Predicting Variable Types in Dynamically Typed Programming Languages
This addresses the challenge of type inference for programmers and virtual machines in dynamic languages, representing a novel method for a known bottleneck.
The paper tackles the problem of predicting variable and function return types in dynamically typed programming languages to improve code understanding and optimization. Their best model achieves 44.33% accuracy across 21 classes and a top-3 accuracy of 71.5% on a Python dataset.
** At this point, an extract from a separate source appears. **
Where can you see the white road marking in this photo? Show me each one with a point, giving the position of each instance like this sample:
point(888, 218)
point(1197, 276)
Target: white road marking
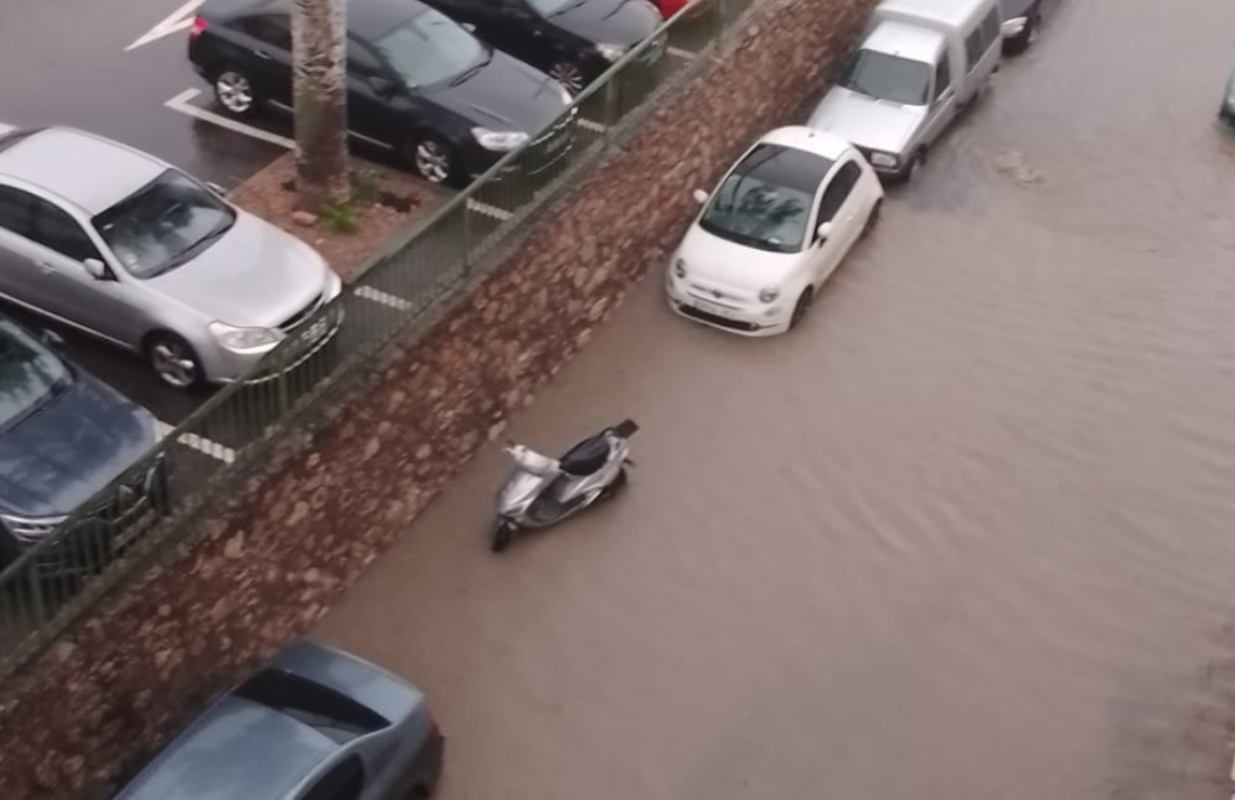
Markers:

Dynamic Programming Languages are quite popular because they increase the programmer's productivity. However, the absence of types in the source code makes the program written in these languages difficult to understand and virtual machines that execute these programs cannot produced optimized code. To overcome this challenge, we develop a technique to predict types of all identifiers including variables, and function return types. We propose the first implementation of $2^{nd}$ order Inside Outside Recursive Neural Networks with two variants (i) Child-Sum Tree-LSTMs and (ii) N-ary RNNs that can handle large number of tree branching. We predict the types of all the identifiers given the Abstract Syntax Tree by performing just two passes over the tree, bottom-up and top-down, keeping both the content and context representation for all the nodes of the tree. This allows these representations to interact by combining different paths from the parent, siblings and children which is crucial for predicting types. Our best model achieves 44.33\% across 21 classes and top-3 accuracy of 71.5\% on our gathered Python data set from popular Python benchmarks.